Ferrari’s Charles Leclerc branded a ‘B+’ driver after Spa practice crash

Jamie Woodhouse
Charles Leclerc in the press conference. Hungary July 2022.

Ferrari driver Charles Leclerc looks on in the post-qualifying press conference. Hungary July 2022.

After a spin in FP3 at the Belgian Grand Prix, Sky F1 commentator David Croft says these errors are making Charles Leclerc a “B+” driver.

A spin late in FP3 ahead of the Belgian Grand Prix saw Leclerc find the barrier at Turn 11, an incident not too costly in terms of damage, but concerning in the wider context.

Although only breaking a front-wing endplate as Leclerc escaped the gravel and returned to the pits, this was another unforced error in what has been a frustrating season for Leclerc.

Ferrari have very much played their part in Leclerc’s 80-point deficit to Championship leader Max Verstappen, but Leclerc too is not without blame, most notably having crashed out of the lead of the French Grand Prix, a disaster all of his own making.



Leclerc also spun back at Imola while he was pursuing P2, costing himself valuable points as he crossed the line P6.
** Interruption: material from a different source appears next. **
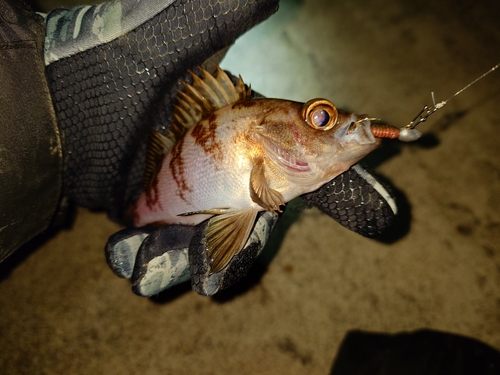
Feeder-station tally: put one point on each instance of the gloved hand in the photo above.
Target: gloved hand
(114, 72)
And while commentating for Sky Sports F1 at the time of Leclerc’s Spa spin, Croft suggested that Leclerc has the potential to join the likes of Verstappen as an elite driver of Formula 1.

But, he feels that this error-prone streak is stopping the Monegasque driver from ascending beyond “B+” level.
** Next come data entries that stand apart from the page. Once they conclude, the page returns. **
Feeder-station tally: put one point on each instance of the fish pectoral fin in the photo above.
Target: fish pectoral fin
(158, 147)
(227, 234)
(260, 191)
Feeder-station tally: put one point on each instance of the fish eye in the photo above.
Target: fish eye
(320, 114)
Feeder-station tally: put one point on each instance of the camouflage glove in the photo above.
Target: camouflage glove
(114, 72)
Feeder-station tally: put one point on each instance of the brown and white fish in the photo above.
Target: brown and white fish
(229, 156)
“For me, Charles Leclerc has the potential to be up there with the elite of the grid,” Croft suggested, “when I say elite, it’s a [Lewis] Hamilton, a Verstappen, I’m going to put [Fernando] Alonso in that bracket as well.

“But at the moment he’s not an A-Star, he’s a B+.”

Ex-F1 racer Anthony Davidson would then suggest that Leclerc is currently an “unreliable driver”, adding that the errors he makes cost him the chance to become a champion in Formula 1.

“He’s a brilliant driver, he’s super quick, but he’s an unreliable driver in many ways,” said Davidson, “and if you’re a team boss, taking someone like that on, it comes with vulnerability, and to win a world championship you cannot make errors like this.”

Croft would then ask Davidson whether he feels that Leclerc is making a habit of pushing the Ferrari F1-75 to places that it cannot be pushed in these key moments?

Davidson would look at the setup style which Leclerc prefers, arguing that at tracks like Paul Ricard and Spa-Francorchamps, he is “playing with fire” with such an approach.

“It’s all relative, you push the car to the level you feel you can,” said Davidson, “whether you’re in a Williams, a Haas with all due respect, or Red Bull or a Ferrari, you drive up to the grip limit.

“And he said it opened himself when he crashed in Paul Ricard that ‘look, I like to hustle the car, I like to have a car that is strong in the front end, with the rear flapping around’. That’s just his style, it’s the way he likes to set the car up.

“And when you set a car up like that on a track like this, or Paul Ricard, you are playing with fire.”